Numerous warehouses are challenged by language barriers. Another interesting approach is cited by Metz. His company was approached about establishing a program to teach English as a second language in a warehouse with a high population of Hispanics. He took the approach of teaching the supervisory personnel Spanish as a second language. When it comes to fundtraininging education, money is available if you know where to look. Gullickson says, "Depending on what you're doing, or what you need, there's almost always money out there to pay for it." As a state-funded entity, Gullickson's job is to find the resources a company needs to establish a training program. Then it's up to the company, or the individuals being trained, to pay for it. She helps with that, too.

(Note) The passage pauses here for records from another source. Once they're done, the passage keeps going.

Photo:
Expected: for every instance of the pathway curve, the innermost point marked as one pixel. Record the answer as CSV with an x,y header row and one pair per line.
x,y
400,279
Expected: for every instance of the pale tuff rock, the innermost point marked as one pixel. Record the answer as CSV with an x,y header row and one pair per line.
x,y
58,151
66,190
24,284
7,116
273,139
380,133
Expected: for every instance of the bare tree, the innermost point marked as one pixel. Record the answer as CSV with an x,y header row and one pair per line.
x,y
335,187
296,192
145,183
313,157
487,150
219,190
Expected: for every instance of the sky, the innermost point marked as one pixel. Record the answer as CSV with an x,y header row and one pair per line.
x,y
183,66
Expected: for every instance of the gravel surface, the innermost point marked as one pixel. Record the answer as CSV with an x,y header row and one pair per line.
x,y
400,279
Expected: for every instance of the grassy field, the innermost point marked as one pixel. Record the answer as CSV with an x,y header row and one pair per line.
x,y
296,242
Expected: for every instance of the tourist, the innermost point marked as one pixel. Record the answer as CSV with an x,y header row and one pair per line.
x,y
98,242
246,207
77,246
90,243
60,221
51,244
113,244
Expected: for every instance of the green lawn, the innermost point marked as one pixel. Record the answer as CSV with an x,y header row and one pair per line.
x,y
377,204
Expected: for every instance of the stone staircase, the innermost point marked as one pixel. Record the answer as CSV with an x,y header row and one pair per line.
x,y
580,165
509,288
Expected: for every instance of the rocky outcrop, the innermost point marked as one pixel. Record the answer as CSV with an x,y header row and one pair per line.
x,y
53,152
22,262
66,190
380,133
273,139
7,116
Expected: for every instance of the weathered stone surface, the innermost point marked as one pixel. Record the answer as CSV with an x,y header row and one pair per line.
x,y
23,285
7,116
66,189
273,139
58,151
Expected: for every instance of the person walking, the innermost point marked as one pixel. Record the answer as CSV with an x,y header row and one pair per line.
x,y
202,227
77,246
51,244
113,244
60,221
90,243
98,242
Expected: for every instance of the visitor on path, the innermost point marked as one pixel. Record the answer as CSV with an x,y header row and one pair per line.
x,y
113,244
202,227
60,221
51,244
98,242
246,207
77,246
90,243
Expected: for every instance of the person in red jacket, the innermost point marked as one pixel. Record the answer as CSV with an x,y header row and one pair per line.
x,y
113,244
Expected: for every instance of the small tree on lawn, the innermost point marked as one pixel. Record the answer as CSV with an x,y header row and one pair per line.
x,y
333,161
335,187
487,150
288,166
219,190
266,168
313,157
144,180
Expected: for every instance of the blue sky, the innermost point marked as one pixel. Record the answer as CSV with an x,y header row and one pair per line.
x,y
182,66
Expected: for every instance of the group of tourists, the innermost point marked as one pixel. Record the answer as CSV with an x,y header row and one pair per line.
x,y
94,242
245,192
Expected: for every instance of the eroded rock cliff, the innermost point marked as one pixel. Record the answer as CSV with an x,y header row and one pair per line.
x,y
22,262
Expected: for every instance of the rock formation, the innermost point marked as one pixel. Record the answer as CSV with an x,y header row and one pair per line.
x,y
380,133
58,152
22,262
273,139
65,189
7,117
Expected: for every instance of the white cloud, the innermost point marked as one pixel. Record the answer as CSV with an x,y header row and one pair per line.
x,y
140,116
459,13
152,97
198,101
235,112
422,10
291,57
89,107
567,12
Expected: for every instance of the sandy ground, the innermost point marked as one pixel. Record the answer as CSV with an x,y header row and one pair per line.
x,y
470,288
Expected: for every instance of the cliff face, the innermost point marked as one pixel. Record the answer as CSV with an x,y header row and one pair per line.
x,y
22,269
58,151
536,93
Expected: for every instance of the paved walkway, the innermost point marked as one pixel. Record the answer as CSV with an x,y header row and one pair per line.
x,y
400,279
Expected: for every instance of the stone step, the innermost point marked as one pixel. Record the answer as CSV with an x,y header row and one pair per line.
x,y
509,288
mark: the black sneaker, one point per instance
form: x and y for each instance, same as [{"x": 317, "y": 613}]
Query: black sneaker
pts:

"Agencies, such as ours, can find the same kinds of training skills an independent firm will find," she says, "at a lot less cost."

Education pays
Your distribution center workforce consists of two components: people inside your building and people outside your building — third-party service providers. With the advent of computerbased tools to select and direct the right people to the right jobs, hiring and education can be controlled. You can create the perfect blend of skills within your organization or from service providers and apply these to your company's needs.

And this workforce amalgamation, in turn, blends with other systems in your company: Is the spare parts inventory correct? Will you have the right number of properly educated people to handle spikes of seasonal distribution? Is the most efficient routing for people moving from point A to point B being used? All the nagging, what-if questions of business can be answered when the right people, with the right education, are in the right place at the right time. Does that sound like the definition of material handling? Maybe you are the right person for the hiring and training job.

So what's the bottom line? A study completed for the American Society for Training and Development shows that a training investment of $680 per person yields a six percent return on investment in total shareholder return the following year. Any questions?